The emergence of models with context windows large enough to accommodate dozens or hundreds of examples ("many-shot" ICL) opened new possibilities but also new problems: longer contexts are exponentially more expensive to process, and flooding a model with marginally relevant examples can hurt rather than help performance. The two papers published this week represent the latest wave of research trying to place ICL on more principled theoretical and engineering foundations.
Key Perspectives
Proponents of principled selection (KITE approach): Argue that theoretical grounding — information theory, submodularity, kernel methods — is essential for ICL to move beyond heuristics. Principled methods offer guarantees and generalise more reliably across tasks, particularly when labelled data is scarce.

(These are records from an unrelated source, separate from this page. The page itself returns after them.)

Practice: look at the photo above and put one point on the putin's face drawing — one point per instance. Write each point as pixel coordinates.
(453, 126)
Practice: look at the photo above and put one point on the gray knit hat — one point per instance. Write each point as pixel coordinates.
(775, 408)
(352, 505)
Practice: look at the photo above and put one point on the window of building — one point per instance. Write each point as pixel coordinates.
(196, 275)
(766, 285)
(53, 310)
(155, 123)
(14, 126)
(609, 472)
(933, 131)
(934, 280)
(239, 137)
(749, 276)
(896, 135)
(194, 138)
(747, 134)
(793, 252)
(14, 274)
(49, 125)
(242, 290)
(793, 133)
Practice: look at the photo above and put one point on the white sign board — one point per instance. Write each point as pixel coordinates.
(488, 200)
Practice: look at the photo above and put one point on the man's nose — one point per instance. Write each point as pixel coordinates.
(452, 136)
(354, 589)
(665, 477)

Efficiency-focused researchers (AdapShot approach): Contend that the practical bottleneck is computational cost, not just selection quality. A theoretically optimal set of 50 examples may be impractical if processing them takes seconds per query; adaptive, cache-aware methods make many-shot ICL viable in production.

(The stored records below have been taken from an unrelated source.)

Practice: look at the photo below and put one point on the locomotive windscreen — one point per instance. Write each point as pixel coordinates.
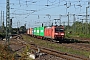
(59, 30)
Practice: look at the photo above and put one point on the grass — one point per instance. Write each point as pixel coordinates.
(56, 47)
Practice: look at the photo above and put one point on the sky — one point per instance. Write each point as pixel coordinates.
(35, 12)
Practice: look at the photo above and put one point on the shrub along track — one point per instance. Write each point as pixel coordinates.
(18, 44)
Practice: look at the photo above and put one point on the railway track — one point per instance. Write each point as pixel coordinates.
(62, 55)
(58, 54)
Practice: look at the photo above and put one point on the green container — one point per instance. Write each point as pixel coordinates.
(41, 31)
(35, 31)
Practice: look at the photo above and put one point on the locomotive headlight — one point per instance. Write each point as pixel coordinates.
(56, 33)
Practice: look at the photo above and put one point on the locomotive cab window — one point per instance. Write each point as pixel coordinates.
(59, 30)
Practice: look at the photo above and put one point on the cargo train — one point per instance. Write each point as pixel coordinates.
(54, 32)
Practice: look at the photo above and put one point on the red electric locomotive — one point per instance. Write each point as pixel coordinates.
(54, 32)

Critics and sceptics: Some researchers question whether ICL improvements measured on classification benchmarks transfer to more complex generative tasks like reasoning or code generation. Others note that both methods add system complexity — KITE requires kernel computations, AdapShot requires entropy probing and cache management — which may be difficult to integrate into existing inference pipelines. There is also a broader debate about whether ICL is a long-term paradigm or a transitional technique as fine-tuning becomes cheaper.
What to Watch
- Whether either method demonstrates consistent gains on generative and reasoning benchmarks beyond classification tasks, which would significantly broaden their applicability.
- Adoption by major inference frameworks (such as vLLM or SGLang) of KV cache reuse strategies similar to AdapShot's, which would signal industry validation of the efficiency approach.
- Potential integration of both selection quality and shot count optimisation into a unified framework — a natural next step that neither paper currently addresses.